Sunday, May 6, 2012

What me Bitter? I don’t thinks so




Some people who read this blog think I’m an angry. That I’m some bitter guy pissed off at the world.

In real life I’m a nice guy. A sweetheart. Easygoing, friendly and a lot of fun to be around. Some even say I’m too nice.

But even though I’m kind I don’t put up with bullshit. When I see bullshit, I call it.

If that’s angry ranting to some, then it’s angry ranting. But it’s not reflective of who I am in real life.

I’ve had to deal with a lot of problems over the past three going on four years. Losing a job, unemployment, and a declining savings. All the while I’ve been trying to start a self-publishing venture.

I’ve had my share of frustrations. I deal with a lot of pressures. When you are out of work and your savings are running low, you’re against the clock to find that next job before your money runs out. That pressure increases when you run into dead ends or have to deal with people who waste your time by asking you to come down to an interview for a job and then don’t even give you a chance to even interview.

In my mind it’s tick-tock. Tick-tock. A race against the clock I’m racing against the clock regarding my money, my age (38 going on 39) and time itself. The longer I stay unemployed the harder it’s going to be to find another job. In another two years I know it’s over. No one hires men over 40 who have been out of work for five years. Especially Black men.

So I’m doing what I can to stay afloat. Working hard towards getting this publishing venture going. Fighting to get sales. Fighting to keep my books in print. Trying to get some money in the house after my unemployment ran out two years ago.

All of this takes money. Money I have to spend. Money that’s disappearing with each passing day.

With each interview I spend close to a fifty dollars getting ready. Haircuts, dry cleaning, printing resumes, and bus fare here in New York City don’t come cheap. All that money is lost when I don’t get the job.

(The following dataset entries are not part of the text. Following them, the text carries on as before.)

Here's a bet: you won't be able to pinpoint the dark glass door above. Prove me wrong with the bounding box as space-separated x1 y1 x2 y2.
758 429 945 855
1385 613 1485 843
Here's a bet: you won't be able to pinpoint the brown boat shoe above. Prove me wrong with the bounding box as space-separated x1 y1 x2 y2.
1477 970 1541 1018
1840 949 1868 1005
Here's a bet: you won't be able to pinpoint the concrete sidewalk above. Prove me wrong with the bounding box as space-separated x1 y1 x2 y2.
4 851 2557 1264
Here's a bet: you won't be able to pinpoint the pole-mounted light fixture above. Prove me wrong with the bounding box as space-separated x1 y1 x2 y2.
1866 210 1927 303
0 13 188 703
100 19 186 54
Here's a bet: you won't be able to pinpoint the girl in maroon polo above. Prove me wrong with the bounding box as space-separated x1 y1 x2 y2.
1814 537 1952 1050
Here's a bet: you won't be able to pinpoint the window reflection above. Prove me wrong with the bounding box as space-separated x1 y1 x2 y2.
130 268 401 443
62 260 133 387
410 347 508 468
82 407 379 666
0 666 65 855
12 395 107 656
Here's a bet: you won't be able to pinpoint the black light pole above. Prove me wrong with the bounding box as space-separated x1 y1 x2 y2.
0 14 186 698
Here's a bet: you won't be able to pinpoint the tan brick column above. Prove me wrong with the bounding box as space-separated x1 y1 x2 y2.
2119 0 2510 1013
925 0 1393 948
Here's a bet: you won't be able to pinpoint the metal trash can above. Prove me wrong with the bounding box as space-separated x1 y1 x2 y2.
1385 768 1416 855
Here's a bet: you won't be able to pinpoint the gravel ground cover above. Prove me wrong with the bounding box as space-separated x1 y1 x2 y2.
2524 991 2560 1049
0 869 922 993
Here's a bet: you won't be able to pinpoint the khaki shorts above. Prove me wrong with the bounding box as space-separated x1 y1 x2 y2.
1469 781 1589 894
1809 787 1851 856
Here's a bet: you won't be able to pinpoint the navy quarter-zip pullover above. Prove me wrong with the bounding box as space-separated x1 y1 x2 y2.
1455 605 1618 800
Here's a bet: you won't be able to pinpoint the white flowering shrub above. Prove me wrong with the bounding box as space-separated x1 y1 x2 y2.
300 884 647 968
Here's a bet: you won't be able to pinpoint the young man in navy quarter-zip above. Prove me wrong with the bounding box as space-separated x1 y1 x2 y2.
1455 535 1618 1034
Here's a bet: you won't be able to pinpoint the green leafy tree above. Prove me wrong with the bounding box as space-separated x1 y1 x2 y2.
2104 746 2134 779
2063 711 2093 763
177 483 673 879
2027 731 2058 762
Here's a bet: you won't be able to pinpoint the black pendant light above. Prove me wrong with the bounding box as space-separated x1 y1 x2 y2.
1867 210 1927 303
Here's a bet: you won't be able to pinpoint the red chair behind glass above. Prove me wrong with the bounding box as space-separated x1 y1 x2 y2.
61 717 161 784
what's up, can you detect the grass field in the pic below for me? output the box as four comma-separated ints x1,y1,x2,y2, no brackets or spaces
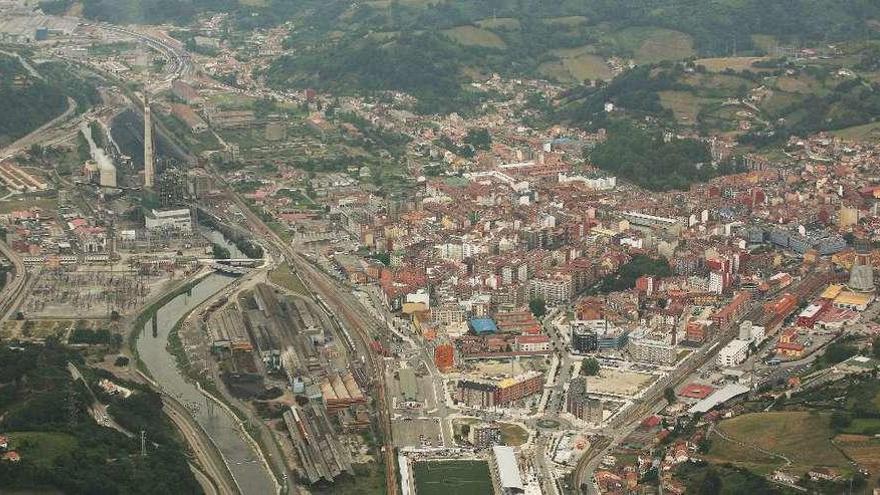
706,432,784,474
711,411,851,476
442,26,506,48
314,462,386,495
760,92,802,116
537,61,570,81
412,460,493,495
475,17,520,30
774,75,822,94
364,0,439,7
542,46,613,82
0,197,56,214
451,418,528,447
562,54,609,81
682,72,754,94
843,418,880,436
543,16,588,27
268,262,309,295
831,121,880,142
8,431,77,468
204,92,258,110
658,90,712,124
610,27,694,64
695,57,768,72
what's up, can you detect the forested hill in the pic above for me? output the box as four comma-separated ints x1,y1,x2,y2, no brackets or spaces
260,0,879,113
0,55,99,147
0,55,67,147
46,0,880,115
61,0,880,50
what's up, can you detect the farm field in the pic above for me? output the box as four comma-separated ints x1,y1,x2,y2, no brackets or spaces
609,27,694,64
441,26,506,48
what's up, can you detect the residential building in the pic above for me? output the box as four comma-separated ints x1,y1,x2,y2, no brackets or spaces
716,339,749,367
567,376,604,423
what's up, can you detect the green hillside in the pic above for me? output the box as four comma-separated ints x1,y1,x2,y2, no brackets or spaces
0,55,99,147
259,0,879,113
65,1,880,114
0,342,199,494
553,54,880,146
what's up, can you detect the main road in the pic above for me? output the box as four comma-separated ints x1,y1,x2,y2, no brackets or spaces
0,239,28,324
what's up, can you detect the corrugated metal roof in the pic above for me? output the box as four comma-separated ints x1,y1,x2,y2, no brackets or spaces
689,384,750,414
492,446,523,491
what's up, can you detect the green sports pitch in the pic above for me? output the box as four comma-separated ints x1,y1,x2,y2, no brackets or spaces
412,460,494,495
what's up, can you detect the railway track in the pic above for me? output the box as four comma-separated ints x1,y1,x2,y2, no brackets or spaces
211,171,399,495
570,309,756,492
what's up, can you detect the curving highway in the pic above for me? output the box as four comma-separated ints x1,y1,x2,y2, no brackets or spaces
0,239,27,324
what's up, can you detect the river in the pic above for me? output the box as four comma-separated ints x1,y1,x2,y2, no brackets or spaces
199,226,245,258
136,274,277,494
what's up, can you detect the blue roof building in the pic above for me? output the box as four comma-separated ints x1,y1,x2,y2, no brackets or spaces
469,318,498,335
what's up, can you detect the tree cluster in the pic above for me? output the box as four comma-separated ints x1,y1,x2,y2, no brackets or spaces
588,121,742,191
0,343,200,494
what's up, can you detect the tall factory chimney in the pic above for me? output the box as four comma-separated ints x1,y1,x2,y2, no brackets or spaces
143,93,155,189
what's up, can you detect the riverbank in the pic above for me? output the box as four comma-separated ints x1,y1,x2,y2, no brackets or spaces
170,270,293,493
126,269,212,379
132,273,278,494
164,286,287,492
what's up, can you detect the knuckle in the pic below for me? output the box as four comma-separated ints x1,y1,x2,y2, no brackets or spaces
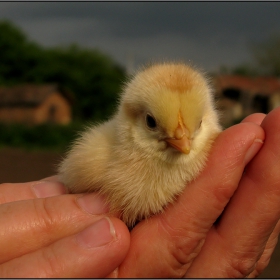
227,254,258,278
170,234,204,265
158,217,205,277
169,237,205,278
32,198,57,231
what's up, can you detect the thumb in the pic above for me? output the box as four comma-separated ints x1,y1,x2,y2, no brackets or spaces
0,217,130,278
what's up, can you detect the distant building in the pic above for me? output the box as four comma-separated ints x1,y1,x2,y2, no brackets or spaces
0,84,73,125
214,75,280,127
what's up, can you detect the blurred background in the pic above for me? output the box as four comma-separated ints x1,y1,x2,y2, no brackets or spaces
0,2,279,277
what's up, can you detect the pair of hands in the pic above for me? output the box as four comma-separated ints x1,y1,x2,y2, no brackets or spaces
1,108,280,277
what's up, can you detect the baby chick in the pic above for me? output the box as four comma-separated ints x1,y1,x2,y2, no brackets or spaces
58,63,221,227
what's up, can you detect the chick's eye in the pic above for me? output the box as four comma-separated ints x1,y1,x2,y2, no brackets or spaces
146,114,157,130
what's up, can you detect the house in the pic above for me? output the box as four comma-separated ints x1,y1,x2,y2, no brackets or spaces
213,75,280,127
0,84,73,125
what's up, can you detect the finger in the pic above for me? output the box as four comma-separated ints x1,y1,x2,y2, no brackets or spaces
41,175,61,182
241,112,266,125
0,217,130,277
0,192,113,264
0,180,68,204
117,121,265,278
186,107,280,277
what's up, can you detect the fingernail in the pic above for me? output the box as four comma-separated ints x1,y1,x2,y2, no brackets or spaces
77,193,109,215
76,217,116,248
244,139,264,165
32,181,67,198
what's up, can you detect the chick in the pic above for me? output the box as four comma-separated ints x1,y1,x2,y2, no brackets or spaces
58,63,221,227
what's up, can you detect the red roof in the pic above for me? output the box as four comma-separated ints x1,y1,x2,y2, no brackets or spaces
0,84,74,107
215,75,280,95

It works my nerves when I spend close to a month preparing to go to interviews like the one for the IT Assistant position at CUNY about a year ago where the guy just decides to change the job description on the fly. Or the CUNY office assistant hiring pools where they bring 30 people in for just ONE or two openings. Then tell all the Black men to leave and allow the Black women and women of other ethnicities to stay. Your name is still on the list but you’re out the fifty bucks you spent preparing to come halfway cross-town for a lousy $26,000 a year $9 an hour job.

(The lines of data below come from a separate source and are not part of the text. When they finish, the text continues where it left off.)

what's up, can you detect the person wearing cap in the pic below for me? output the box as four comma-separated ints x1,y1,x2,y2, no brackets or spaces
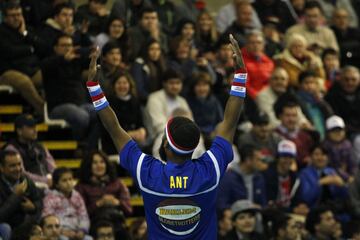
86,35,248,239
262,140,299,210
3,114,55,188
295,144,348,209
217,144,267,211
221,200,265,240
238,111,282,168
322,115,356,182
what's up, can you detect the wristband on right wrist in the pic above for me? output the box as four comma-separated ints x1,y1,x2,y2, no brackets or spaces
87,81,109,111
230,68,247,98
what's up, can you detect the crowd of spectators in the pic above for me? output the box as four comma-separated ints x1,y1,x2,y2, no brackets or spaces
0,0,360,239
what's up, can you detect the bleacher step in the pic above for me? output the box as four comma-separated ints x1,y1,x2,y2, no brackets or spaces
0,140,77,150
0,123,48,132
0,105,23,114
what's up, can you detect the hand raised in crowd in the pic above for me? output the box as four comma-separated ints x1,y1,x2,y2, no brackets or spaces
14,178,28,196
21,197,36,212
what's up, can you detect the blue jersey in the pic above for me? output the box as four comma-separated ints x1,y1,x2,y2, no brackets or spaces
120,136,233,240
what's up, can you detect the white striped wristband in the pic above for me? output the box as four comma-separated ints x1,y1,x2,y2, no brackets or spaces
86,81,109,111
230,68,247,98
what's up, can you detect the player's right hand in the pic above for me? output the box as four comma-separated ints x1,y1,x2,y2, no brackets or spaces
88,46,101,82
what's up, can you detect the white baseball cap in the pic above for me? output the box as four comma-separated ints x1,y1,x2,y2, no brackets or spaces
326,115,345,131
277,139,297,158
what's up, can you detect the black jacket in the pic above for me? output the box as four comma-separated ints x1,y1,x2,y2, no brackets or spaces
222,229,266,240
0,175,43,228
41,55,89,111
0,23,45,76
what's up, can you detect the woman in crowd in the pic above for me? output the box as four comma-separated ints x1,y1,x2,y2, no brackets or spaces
100,71,146,154
274,34,325,88
130,39,167,103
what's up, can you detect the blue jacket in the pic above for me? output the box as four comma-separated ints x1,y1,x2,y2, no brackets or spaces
296,166,348,208
217,167,267,210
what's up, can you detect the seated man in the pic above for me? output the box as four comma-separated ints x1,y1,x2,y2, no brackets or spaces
4,114,55,188
262,140,298,210
41,34,97,146
305,207,339,240
0,2,44,115
222,200,265,240
0,150,43,240
238,111,282,167
296,144,348,209
217,144,267,210
40,215,69,240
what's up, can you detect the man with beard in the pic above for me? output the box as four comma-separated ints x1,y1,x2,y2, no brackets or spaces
85,34,246,239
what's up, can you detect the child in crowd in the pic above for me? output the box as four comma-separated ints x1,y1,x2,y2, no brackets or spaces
42,168,92,240
322,115,356,182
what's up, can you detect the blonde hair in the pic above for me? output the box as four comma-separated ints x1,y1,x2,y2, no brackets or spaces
286,33,308,49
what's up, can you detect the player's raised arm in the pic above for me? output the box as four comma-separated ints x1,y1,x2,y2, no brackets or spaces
86,47,131,153
216,34,247,143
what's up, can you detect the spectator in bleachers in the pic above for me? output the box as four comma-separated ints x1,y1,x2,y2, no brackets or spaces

On top of the pressures of the job search I have to deal with a lot of bullshit on these job searches. Surly receptionists. Smart-ass interviewers who want to make fun of my clothes and the articulate way I speak. People so smug they don’t think I’m good enough for their retail jobs. Racists who are already looking past me, and Black women with attitudes so nasty it’s a wonder how they keep a job in the first place.

Then there are the family members who provide next to no support. Older people who don’t understand how much the world has changed in the last twenty years. Hell, how much it’s changed in the last five. People who insist that their old approaches will work even though they’ve been proven to NOT work. People who don’t understand that doing the same things over and over will get me nowhere but broke.

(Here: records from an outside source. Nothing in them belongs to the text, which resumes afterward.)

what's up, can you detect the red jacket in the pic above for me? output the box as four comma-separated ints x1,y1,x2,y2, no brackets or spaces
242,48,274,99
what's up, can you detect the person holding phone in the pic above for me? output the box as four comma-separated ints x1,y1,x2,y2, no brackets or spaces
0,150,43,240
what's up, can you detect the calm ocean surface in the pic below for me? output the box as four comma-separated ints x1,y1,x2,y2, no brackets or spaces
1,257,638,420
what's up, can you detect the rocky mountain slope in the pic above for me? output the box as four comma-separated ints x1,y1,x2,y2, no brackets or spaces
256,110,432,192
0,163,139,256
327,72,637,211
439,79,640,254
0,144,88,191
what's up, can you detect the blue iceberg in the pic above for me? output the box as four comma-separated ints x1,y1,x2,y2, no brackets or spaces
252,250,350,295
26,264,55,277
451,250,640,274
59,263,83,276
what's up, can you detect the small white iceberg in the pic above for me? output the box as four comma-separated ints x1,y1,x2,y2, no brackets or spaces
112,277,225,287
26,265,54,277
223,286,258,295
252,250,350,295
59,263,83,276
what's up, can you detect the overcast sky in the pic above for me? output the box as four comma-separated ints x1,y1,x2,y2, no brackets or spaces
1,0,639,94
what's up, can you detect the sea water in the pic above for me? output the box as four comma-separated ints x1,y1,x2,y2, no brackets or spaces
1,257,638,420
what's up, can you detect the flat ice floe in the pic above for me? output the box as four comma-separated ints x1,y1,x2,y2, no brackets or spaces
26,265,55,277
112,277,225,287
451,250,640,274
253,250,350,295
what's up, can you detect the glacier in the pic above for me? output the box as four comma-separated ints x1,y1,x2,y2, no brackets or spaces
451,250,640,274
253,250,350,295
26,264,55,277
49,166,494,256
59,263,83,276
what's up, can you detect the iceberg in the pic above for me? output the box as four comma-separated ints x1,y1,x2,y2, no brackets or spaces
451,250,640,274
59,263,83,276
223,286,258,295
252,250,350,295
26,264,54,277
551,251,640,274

People who have jobs but won’t lift a finger to help you out. They can talk a lot of shit but when you ask them to step their asses to the plate they give you an excuse. They really don’t want to help, they just want to talk a lot of shit. But that’s Black people.

People who try to help but their co-workers are just assholes.

Sometimes people don’t understand how the little things they say can make a bad situation even worse for someone. Slick little comments that can get under your skin. Stuff that makes you want to punch them in the face. Sometimes you just want to tell people to just shut the fuck up but you don’t want to hurt their feelings or escalate a situation into a bigger fight.

And I run into that a lot dealing with Black people. They just work a nerve. They just frustrate me to the point of making me want to lose it. They don’t’ understand how much pressure I’m under. How I’m walking on a tightrope that’s this close to snapping.

In addition to those pressures, I have to deal with the pressures of living in the South Bronx. Brothers like myself spend most of their time looking over their shoulders worrying about what’s going to go down. A look can turn into a fight. Or a gun battle.

So if I sound bitter in this blog, I’m dealing with a lot of shit. If any of you had to walk a mile in my shoes and deal with the bullshit I’ve had to deal with over the past four years you wouldn’t be smiling either.

1 comment:

  1. When people are emotionally honest with their observations and feelings, we get labeled "bitter" and "a hater". Those words could not be farther from the truth. If *everyone* possessed the ability to be emotionally honest, the world wouldn't have so many fucked up people in it.